Japan’s Ministry of Defense (MoD) reports that two nuclear-capable Russian Tupolev Tu-95MS strategic bombers have violated the country’s airspace off the Japanese island of Minamidaitō southeast of Okinawa and off Hachijō island in the Philippine Sea on June 20.

According to the MoD, a total of three Tu-95MS bombers conducted a long-range patrol along the eastern and western rims of the Japanese archipelago circumventing all major islands — Hokkaido, Honshu, Shikoku, and Kyushu–in the course of the flight.

It is unclear whether the Russian bombers were accompanied by fighter aircraft during today’s long-range aerial patrol. Given the distance flown it is likely that the Tu-95MSs received midair refueling while on their mission.

Japan Air Self Defense Force (JASDF) reportedly scrambled fighter jets to intercept the Russian military aircraft. In response to the Japanese allegations, the Russian MoD claimed later that there were no border violations during the flight operation.

Russian strategic bombers periodically circumvent the Japanese archipelago during long-range patrols. Russia only resumed regular long-range aerial patrols in East Asia in 2014 following an over a decade-long hiatus that began in the 1990s.

The Russian MoD usually refers to these flight operations as “routine flights” conducted in “strict accordance with international rules of using airspace, without any violations of the borders of other countries.”

The last reported violation of Japanese airspace by a Russian military aircraft took place in September 2015 off the South Kuril Islands, located in the Sea of Okhotsk in the Northwest Pacific. The island chain has been subject to a long-standing territorial dispute between Russia and Japan.

The JASDF conducted 343 scrambles against Russian military aircraft in fiscal year 2018, which ended this March. This constitutes a decline in comparison to fiscal year 2017, when the service scrambled fighter jets to intercept Russian military planes 390 times.

In February 2019, JASDF fighters intercepted four Tu-95MS strategic bombers and four Sukhoi Su-35S (Flanker-E+) multirole fighter jets flying in two separate formations over the east and west coasts of Japan.

The last reported JASDF scramble against Russian military took place on May 3 when two Tupolev Tu-142MZ maritime reconnaissance and anti-submarine warfare aircraft, conducting a long-range patrol in the Sea of Japan and East China Sea, were intercepted by Japanese fighter jets.

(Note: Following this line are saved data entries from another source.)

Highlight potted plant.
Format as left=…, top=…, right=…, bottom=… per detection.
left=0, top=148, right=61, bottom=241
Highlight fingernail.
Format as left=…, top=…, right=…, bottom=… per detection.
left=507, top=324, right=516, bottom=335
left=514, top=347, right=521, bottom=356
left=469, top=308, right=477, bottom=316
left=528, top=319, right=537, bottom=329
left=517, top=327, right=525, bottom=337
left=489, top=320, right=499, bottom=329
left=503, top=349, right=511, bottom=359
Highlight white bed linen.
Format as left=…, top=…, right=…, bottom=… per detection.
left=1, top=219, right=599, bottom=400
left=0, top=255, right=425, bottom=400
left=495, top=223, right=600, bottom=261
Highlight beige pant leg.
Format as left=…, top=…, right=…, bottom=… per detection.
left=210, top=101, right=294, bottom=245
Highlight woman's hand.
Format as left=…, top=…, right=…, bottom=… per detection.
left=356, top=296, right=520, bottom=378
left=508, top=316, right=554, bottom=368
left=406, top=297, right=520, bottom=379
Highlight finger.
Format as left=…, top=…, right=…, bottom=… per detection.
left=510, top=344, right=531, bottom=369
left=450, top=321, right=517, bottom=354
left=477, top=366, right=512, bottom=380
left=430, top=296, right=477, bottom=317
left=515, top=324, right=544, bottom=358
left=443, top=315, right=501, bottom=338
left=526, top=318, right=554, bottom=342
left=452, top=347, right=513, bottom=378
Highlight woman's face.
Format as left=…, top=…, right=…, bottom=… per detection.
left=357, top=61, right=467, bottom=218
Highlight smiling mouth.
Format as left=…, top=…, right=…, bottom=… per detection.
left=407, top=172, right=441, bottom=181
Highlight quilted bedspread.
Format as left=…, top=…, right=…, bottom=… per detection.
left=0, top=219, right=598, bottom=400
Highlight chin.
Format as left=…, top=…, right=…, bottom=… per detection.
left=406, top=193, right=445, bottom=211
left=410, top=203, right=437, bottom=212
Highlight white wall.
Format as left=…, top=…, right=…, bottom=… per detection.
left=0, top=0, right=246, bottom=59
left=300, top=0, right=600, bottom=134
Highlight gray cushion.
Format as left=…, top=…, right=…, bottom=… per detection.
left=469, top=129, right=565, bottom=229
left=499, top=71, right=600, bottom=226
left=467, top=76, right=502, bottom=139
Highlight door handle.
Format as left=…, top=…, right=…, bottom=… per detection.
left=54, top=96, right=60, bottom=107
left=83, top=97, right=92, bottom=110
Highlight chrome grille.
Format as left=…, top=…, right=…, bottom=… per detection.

The increased Russian operational tempo in East Asia has led to a number of accidents this year.

“A pair of Su-34 fighter-bombers crashed into the Sea of Japan after reportedly colliding with each other off the coast in Russia’s Far East on January 18 (…),” I reported in February of this year.“Additionally, a Russian Air Force Tupolev Tu-22M3 supersonic bomber crashed at Olenegorsk airbase, in Russia’s northwestern region of Murmansk killing three crew members, on January 22.”

The Tu-95MS is an improved version of the older Tu-95, a Soviet-era four-engine, long-range, turboprop, strategic bomber that can be armed with stand-off missiles including the Kh-101/Kh-102 (nuclear variant) air-launched cruise missile or the Kh-55 subsonic air-launched cruise missile.